Soulié J M, Riviere M, Buc J, Gontero B, Ricard J
Eur J Biochem. 1987 Jan 15;162(2):271-4. doi: 10.1111/j.1432-1033.1987.tb10595.x.
The inactivation of reduced chloroplast fructose-bisphosphatase by oxidized thioredoxin fb has been studied during the enzyme reaction along the principle of Tian and Tsou [Biochemistry (1982) 21, 1028-1032]. A minimum model for this process is presented and its kinetic and equilibrium parameters have been determined. Thioredoxin fb binding to the enzyme is fast relative to catalysis and product desorption. Under quasi-equilibrium conditions oxidized thioredoxin is a non-competitive inhibitor of the enzyme reaction and must bind to a regulatory 'thioredoxin site'. The slow deactivation is thermodynamically favoured, and as expected from binding data, slowed down by the presence of substrate, fructose bisphosphate. The desorption of thioredoxin fb from the enzyme is extremely slow and this small protein may be regarded as a 'regulatory' subunit of fructose-bisphosphatase.

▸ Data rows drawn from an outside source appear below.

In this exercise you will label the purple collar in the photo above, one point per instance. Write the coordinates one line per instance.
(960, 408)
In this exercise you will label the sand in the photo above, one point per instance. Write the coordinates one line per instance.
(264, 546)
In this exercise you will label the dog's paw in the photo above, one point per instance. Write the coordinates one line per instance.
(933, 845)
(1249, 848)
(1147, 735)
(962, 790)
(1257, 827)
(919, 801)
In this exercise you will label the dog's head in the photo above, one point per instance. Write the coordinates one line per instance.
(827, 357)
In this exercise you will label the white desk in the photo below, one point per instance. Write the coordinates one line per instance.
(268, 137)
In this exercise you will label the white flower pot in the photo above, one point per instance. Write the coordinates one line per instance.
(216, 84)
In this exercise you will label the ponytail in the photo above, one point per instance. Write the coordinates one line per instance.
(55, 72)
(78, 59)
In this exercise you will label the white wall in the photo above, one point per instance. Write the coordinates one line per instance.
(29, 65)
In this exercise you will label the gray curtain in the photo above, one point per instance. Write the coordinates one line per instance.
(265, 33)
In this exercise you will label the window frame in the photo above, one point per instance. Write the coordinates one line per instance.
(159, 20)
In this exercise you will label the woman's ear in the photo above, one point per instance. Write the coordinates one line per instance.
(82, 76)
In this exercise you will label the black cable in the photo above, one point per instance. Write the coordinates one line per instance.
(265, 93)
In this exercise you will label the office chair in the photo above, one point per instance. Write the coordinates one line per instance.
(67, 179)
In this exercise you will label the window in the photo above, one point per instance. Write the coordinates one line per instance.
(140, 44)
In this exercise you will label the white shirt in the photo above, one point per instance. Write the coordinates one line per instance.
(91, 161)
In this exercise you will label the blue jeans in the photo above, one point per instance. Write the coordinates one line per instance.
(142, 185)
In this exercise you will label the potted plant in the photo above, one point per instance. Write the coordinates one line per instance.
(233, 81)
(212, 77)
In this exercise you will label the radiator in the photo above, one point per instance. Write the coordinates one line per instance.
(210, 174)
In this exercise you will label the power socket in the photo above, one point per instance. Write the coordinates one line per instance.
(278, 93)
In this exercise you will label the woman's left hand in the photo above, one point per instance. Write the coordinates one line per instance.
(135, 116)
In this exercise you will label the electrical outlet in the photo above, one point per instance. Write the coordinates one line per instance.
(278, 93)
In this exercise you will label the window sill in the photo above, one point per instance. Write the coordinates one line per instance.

根据田和邹的原理[《生物化学》(1982年)21卷,1028 - 1032页],在酶反应过程中研究了氧化型硫氧还蛋白fb对还原型叶绿体果糖二磷酸酶的失活作用。提出了该过程的最小模型,并确定了其动力学和平衡参数。相对于催化作用和产物解吸,硫氧还蛋白fb与酶的结合很快。在准平衡条件下,氧化型硫氧还蛋白是酶反应的非竞争性抑制剂,且必须结合到一个调节性“硫氧还蛋白位点”。缓慢失活在热力学上是有利的,并且正如结合数据所预期的那样,底物果糖二磷酸的存在会使其减慢。硫氧还蛋白fb从酶上的解吸极其缓慢,这种小蛋白可被视为果糖二磷酸酶的一个“调节性”亚基。